Over the course of a 25 -minute conversation, Ko returns to the word “confidence” 11 days. She compares it to “a 15 th club in the bag, ” arguing it’s “almost the most important.” As Ko puts it, “Week in week out, the amount of talent or skill doesn’t change that much, but confidence can be a huge momentum builder.” Imagine her relief at this April’s
Mediheal Championship, then, when the “best” three-wood she’s ever hit set Ko up for a first LPGA Tour victory in almost two years.
When I was out there playing my best, I was out there not worrying about where the balls were going to go, or if I was going to hole certain putts.
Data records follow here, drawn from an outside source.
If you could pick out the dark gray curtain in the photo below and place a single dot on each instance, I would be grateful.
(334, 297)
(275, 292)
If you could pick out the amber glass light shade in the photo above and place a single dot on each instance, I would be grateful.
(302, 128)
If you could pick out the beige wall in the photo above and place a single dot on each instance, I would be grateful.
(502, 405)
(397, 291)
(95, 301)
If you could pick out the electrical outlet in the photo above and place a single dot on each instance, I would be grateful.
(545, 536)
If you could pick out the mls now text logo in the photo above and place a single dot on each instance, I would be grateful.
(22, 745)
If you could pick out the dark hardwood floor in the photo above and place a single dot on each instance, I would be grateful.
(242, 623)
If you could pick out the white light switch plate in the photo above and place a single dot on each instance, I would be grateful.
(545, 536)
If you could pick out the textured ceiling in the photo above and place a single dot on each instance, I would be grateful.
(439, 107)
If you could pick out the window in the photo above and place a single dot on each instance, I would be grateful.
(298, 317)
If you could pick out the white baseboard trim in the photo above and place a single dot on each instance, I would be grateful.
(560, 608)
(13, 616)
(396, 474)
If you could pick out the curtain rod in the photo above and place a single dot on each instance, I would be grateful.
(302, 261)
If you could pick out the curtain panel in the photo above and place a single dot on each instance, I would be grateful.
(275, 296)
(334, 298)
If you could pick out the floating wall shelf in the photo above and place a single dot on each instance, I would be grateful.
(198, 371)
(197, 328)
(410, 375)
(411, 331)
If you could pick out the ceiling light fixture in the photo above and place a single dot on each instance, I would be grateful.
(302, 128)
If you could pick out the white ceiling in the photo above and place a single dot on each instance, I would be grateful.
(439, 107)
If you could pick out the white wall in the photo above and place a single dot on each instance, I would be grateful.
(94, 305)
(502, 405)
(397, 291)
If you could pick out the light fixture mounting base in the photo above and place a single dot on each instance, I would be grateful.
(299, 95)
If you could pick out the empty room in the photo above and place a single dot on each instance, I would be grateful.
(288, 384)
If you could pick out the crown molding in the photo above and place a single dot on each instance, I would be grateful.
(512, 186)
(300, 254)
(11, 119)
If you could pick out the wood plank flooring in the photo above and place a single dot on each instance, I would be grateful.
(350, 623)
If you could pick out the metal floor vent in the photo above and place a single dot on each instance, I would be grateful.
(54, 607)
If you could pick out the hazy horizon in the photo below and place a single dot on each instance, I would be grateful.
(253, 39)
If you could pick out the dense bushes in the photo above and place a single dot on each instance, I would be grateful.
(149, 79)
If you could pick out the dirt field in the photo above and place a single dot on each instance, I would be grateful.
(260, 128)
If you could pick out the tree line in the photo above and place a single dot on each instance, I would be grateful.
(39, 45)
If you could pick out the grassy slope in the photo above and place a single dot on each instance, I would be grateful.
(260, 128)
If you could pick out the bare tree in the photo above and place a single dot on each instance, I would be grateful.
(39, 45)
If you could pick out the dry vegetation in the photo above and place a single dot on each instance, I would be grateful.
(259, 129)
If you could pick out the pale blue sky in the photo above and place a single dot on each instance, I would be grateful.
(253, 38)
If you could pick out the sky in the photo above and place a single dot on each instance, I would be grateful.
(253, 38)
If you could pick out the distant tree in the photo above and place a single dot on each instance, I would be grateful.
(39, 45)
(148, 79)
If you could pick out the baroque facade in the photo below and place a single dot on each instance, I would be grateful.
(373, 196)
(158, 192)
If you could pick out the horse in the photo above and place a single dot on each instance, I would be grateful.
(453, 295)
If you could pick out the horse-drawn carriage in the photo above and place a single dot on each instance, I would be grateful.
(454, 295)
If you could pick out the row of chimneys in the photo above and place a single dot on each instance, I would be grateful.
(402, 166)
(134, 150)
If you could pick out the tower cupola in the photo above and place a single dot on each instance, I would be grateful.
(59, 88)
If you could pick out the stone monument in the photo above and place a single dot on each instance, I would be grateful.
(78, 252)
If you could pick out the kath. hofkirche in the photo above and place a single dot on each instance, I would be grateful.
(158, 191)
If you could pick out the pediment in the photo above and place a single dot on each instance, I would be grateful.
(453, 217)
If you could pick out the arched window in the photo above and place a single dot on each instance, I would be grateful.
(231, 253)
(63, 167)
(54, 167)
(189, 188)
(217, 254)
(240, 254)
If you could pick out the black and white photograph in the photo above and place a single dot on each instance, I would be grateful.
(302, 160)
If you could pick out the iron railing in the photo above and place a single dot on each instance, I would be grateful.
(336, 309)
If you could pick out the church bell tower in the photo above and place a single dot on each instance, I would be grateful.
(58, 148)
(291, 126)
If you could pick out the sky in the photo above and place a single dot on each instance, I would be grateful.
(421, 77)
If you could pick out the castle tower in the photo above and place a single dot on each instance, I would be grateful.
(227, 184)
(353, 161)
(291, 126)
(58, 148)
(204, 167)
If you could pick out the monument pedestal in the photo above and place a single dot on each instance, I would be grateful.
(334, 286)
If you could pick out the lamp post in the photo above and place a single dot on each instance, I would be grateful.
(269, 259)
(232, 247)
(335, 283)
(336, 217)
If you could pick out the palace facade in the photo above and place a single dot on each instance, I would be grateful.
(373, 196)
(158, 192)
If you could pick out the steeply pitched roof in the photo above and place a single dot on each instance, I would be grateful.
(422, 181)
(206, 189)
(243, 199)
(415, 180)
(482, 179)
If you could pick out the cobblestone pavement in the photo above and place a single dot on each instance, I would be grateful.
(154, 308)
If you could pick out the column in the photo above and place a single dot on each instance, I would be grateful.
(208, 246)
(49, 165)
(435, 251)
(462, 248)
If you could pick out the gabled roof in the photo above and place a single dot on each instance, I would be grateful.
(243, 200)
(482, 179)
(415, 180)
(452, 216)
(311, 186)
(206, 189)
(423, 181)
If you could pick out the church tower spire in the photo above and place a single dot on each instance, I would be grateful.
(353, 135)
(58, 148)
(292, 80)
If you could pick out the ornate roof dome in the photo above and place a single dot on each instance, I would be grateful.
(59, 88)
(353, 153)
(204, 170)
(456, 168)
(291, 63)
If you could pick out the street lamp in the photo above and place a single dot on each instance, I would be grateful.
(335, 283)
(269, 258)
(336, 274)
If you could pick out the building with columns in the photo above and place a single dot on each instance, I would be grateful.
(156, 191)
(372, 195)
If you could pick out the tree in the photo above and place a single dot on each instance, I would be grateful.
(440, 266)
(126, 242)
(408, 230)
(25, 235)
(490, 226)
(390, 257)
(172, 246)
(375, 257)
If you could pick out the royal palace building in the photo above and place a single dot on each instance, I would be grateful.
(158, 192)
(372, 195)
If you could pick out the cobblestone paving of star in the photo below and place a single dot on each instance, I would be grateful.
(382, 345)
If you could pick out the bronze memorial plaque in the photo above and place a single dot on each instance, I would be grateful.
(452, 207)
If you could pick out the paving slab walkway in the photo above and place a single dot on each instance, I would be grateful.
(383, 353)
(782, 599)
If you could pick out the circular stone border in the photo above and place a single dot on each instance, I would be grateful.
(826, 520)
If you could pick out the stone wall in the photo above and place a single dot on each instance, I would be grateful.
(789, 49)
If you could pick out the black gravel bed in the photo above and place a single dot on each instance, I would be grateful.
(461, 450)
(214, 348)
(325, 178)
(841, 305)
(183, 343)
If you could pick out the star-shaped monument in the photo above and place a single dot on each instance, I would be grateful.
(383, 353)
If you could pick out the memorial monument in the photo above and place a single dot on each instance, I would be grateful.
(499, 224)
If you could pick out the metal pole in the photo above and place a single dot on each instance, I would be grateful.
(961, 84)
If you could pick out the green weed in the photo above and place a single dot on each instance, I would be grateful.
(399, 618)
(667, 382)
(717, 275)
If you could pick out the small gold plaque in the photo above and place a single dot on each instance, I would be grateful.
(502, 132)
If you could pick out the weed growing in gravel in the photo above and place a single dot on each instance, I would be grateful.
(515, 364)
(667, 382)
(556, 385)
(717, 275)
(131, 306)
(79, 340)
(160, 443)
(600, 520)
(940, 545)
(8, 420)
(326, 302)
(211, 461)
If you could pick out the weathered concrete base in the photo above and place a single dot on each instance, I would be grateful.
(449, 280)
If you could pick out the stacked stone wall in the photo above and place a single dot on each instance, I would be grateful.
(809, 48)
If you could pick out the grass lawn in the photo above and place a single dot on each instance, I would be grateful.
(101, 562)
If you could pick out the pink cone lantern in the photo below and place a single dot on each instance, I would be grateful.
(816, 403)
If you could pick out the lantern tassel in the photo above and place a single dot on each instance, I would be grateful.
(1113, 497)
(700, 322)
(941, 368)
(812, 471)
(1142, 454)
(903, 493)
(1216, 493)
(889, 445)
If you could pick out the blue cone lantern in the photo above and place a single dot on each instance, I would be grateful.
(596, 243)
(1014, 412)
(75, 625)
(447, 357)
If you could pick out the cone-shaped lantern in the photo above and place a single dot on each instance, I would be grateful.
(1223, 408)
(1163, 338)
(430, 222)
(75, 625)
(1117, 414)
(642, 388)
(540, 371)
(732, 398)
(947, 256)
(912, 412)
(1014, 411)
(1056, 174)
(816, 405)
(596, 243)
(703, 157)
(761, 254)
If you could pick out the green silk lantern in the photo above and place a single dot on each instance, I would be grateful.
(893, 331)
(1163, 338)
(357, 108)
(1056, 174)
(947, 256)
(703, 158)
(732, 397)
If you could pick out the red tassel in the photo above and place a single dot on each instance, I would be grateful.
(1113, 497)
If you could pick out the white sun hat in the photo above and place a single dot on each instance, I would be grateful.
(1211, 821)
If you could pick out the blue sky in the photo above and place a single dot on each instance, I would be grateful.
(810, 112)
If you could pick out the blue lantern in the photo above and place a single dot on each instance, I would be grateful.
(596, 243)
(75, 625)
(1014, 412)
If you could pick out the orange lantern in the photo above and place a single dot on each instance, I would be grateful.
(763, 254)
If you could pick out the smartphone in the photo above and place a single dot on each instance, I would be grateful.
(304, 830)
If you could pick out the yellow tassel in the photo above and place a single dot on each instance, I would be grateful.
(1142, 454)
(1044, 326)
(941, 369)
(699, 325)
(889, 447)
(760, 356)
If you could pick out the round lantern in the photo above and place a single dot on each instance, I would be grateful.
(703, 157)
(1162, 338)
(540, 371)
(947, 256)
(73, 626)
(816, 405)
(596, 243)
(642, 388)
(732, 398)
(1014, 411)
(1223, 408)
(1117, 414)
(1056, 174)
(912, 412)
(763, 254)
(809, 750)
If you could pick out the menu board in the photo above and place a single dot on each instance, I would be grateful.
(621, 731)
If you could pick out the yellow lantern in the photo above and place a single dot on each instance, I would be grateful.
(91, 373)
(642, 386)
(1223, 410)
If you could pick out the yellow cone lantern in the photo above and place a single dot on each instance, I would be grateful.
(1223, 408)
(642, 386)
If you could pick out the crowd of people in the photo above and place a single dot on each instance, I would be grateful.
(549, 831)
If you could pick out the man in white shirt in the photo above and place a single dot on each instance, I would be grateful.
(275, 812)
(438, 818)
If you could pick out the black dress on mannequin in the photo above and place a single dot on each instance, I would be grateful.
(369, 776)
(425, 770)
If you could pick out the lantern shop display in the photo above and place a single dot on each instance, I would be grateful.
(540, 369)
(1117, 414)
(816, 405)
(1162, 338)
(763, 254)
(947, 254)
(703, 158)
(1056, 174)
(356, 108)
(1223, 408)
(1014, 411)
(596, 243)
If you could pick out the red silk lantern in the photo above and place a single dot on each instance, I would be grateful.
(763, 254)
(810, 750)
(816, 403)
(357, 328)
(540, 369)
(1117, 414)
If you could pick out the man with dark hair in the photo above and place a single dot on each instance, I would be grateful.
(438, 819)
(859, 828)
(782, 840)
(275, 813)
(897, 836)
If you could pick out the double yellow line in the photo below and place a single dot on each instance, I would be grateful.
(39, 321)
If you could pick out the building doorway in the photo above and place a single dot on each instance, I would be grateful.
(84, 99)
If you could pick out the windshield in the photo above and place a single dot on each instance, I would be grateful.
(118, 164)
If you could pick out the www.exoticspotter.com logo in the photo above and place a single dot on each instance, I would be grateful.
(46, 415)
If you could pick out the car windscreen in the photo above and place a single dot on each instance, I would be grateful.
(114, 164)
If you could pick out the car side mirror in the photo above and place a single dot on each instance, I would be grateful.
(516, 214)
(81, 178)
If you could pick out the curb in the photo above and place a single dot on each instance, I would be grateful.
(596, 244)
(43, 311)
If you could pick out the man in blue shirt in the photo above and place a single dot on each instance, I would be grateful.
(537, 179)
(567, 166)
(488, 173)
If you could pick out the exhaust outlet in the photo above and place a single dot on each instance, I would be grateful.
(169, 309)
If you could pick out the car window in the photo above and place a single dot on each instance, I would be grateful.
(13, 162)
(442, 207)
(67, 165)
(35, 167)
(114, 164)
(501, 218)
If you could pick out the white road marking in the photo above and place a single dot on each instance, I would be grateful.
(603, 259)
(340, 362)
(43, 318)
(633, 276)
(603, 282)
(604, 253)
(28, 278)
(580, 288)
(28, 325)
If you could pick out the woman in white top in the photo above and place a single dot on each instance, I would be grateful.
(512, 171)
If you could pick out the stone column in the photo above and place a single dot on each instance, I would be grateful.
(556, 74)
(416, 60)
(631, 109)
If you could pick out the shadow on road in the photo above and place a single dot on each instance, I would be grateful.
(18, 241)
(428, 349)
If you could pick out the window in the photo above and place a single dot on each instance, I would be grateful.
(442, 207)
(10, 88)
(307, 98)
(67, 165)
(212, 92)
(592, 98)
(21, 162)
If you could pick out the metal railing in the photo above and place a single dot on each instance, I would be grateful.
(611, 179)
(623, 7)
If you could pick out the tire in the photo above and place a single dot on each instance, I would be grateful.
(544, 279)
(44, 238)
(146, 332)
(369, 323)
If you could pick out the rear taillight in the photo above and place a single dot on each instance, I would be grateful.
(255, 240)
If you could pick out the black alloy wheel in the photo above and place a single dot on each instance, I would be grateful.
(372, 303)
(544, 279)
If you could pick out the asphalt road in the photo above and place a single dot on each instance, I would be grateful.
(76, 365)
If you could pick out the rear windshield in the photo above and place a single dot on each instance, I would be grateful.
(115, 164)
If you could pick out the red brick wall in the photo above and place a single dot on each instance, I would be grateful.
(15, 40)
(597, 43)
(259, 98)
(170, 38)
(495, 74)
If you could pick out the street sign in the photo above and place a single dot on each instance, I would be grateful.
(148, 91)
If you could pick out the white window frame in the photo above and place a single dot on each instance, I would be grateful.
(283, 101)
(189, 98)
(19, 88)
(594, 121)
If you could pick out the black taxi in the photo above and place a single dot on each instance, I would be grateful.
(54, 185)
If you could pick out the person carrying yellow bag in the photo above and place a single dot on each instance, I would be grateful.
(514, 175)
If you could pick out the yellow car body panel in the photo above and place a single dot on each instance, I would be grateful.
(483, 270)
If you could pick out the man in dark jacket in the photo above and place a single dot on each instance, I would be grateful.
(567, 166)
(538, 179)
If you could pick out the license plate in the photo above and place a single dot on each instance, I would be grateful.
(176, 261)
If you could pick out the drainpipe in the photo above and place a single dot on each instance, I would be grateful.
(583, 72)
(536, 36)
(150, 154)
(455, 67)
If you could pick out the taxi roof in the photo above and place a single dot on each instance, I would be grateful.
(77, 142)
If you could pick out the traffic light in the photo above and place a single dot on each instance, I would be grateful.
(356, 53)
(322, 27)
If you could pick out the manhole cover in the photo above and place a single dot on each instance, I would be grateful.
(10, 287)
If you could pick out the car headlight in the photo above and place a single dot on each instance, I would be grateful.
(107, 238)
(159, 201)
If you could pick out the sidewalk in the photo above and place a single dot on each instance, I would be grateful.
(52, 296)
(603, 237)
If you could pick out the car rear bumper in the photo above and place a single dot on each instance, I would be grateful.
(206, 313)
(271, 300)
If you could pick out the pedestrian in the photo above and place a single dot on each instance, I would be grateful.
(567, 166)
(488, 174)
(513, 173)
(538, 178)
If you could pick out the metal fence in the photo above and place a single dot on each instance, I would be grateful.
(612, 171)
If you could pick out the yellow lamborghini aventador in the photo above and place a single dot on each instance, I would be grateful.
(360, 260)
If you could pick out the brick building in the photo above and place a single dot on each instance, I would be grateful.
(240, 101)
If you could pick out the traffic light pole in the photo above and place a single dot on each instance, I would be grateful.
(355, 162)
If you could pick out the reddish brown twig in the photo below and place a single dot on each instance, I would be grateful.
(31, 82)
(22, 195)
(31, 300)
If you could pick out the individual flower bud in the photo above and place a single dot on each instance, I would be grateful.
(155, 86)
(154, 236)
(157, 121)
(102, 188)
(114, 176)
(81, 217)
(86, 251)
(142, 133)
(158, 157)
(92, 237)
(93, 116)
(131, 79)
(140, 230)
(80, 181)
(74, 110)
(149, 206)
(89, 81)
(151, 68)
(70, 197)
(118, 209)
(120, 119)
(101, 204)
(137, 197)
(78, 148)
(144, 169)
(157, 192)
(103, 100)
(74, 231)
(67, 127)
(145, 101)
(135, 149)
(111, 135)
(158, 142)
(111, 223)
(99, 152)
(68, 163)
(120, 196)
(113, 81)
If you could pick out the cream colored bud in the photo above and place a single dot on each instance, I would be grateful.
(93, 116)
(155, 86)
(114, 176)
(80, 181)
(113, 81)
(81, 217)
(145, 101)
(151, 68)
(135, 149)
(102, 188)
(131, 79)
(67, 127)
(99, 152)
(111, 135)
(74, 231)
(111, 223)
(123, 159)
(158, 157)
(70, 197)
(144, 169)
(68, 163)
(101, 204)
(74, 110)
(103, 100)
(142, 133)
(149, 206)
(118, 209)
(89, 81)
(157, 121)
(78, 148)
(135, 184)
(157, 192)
It was there, on the shore of California’s Lake Merced, that Ko had won her first tournament as a pro, removing the 2014 LPGA Swinging Skirts trophy while celebrating her 17 th birthday. Returning to the scene a few days after her 21 st birthday, the circumstances could hardly have been more different. Where four years ago there seemed to be no limited access to her potential, this time victory aimed a wait of 43 starts without a win. Where before she was the golden girl of golf, this time her ranking had slid to No. 18 and the decisive putt was greeted by tears of relief.
“I’ve never been that emotional before, ” she told CNN Sport the following day. “When that putt fell I was like, ‘Oh my God.’ A lot of feelings, my whole squad and my family have worked really hard for this moment.”
Family
Her family have been described as suffocating influences, with Leadbetter
telling ESPN that Ko’s mothers “feel like they know her best, know her moods” and
Golf Digest that “they tell her when to bed, what to eat, what to wear, when to practice and what to practice.”